Sunday, April 29, 2012

The UnWedding



It’s Saturday night late and I’m in a hotel that happens to have a wedding reception going on this evening.

It’s fun to see the happy couple, all smiles, with their future bright and shiny in front of them.

And since their revelry seems to have escaped the ballroom, it appears that I’m up for a bit tonight.

My mind starts to wander and I find myself smiling as I recall the day Bill and I got married. 

The thought popped into my head that after Bill’s diagnosis, the last few years of our marriage were like getting ready for an ‘Un-Wedding’, or our wedding but only in reverse.

For our wedding……..
For Bill’s funeral…….
·  Had a long engagement leading up to the wedding
·  Had a long dis-engagement leading up to the funeral
·  He popped the question
·  He got the diagnosis / prognosis
·  Told our friends and family
·  Told our friends and family
·  Picked our date
·  Waited for the date
·  Picked our flowers
·  Picked the flowers
·  Picked our location
·  Picked the funeral home
·  Picked our wedding party
·  Picked his pallbearers
·  Found the minister
·  Found the minister
·  Printed invitations
·  Printed memorials
·  Ran announcement in paper
·  Ran obituary in paper
·  Picked our house to live in
·  Picked his cemetery plot 
·  Held wedding / reception
·  Held funeral / wake
·  Sent thank you cards
·  Sent thank you cards
·  Closed individual accounts and opened joint accounts
·  Closed joint accounts and opened individual accounts
· Being together then
·  Being separate now


I know how hard this was for Bill and me to work through his prognosis, accept his dying, and plan for our separation.  I treasure that time.

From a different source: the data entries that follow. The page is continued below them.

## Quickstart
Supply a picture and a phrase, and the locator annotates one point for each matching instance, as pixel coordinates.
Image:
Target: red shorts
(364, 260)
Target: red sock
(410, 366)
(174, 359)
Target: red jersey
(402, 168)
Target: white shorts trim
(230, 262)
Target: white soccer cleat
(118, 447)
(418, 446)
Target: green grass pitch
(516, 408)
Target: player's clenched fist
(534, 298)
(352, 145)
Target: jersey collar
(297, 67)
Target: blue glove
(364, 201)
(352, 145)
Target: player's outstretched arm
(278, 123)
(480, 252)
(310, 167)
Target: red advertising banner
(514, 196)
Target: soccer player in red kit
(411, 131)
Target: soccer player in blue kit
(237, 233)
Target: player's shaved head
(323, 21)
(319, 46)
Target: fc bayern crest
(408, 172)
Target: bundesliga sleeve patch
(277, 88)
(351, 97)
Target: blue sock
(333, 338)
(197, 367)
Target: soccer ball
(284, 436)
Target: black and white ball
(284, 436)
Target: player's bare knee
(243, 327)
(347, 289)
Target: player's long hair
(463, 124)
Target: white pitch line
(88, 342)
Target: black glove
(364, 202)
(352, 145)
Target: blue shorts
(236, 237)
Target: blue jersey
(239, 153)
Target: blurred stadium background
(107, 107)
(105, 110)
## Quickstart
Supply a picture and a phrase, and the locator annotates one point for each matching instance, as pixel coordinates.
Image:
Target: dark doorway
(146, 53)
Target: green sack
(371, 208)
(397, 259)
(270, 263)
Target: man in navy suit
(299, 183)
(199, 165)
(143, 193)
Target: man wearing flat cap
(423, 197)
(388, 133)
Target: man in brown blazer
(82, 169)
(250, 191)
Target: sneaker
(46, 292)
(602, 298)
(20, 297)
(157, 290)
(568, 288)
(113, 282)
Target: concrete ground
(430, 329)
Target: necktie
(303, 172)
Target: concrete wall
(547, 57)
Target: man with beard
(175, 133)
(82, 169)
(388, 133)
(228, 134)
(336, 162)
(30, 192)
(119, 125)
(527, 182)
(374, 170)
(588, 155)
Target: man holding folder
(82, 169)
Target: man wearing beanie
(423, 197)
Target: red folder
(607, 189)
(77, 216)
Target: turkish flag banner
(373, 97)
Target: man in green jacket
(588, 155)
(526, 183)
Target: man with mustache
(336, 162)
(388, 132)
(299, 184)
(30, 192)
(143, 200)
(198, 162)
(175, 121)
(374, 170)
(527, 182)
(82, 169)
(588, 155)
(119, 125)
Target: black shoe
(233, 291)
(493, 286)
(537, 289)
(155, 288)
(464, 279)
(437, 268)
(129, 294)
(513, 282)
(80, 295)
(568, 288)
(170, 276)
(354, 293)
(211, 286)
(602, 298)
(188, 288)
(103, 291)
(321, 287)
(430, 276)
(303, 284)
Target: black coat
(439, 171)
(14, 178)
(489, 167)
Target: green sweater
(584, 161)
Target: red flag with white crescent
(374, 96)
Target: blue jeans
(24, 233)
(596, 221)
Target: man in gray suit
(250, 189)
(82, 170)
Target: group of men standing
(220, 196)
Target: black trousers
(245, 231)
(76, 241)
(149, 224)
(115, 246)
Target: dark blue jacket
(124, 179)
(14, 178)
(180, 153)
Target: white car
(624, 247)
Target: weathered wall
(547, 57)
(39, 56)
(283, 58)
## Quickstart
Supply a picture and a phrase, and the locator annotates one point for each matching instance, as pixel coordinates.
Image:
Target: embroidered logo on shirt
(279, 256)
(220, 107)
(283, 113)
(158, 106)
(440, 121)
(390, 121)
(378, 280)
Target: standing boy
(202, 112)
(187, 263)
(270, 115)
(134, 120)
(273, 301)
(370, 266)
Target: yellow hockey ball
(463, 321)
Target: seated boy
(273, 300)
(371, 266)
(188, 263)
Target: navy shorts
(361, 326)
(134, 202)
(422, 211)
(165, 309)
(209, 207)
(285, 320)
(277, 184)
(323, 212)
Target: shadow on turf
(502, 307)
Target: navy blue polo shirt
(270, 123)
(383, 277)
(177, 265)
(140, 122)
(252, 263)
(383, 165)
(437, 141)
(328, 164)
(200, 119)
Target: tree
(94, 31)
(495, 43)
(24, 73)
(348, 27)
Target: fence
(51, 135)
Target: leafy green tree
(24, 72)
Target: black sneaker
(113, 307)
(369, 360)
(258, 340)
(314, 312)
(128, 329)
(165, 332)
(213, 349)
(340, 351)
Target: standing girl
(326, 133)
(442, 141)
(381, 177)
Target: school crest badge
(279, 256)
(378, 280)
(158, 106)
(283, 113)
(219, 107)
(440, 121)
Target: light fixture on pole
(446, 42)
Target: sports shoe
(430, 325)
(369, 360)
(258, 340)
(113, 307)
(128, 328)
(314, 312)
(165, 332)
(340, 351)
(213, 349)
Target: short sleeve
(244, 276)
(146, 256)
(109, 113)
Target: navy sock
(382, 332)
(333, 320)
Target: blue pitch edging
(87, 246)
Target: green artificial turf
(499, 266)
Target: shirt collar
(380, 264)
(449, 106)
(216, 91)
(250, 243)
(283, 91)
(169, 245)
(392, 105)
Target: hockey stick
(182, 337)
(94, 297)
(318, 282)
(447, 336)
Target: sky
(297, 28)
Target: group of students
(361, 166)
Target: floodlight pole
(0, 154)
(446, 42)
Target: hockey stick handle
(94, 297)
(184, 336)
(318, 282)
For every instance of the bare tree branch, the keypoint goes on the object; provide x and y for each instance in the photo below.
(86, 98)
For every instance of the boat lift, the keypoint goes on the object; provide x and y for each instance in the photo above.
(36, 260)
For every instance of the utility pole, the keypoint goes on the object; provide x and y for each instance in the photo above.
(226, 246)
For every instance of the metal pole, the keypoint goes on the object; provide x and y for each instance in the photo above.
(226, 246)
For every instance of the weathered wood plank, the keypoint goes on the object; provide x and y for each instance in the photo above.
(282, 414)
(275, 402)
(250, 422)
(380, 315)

And having treasured the end years, I cannot fathom the pain you must go through if your spouse is taken from you suddenly, unexpectedly.  Is the emotional pain is similar to being left at the altar?  You have burning questions as to why, and know you will never see your spouse again in this lifetime so answers harder to find and accept?

My heart goes out to all of us who have lost a spouse and are surviving in whatever the stage of grief you find yourself in at this time.

We will get through this with the help of our friends, some old, some new.

I wish you peace for now.  Joy will return in time.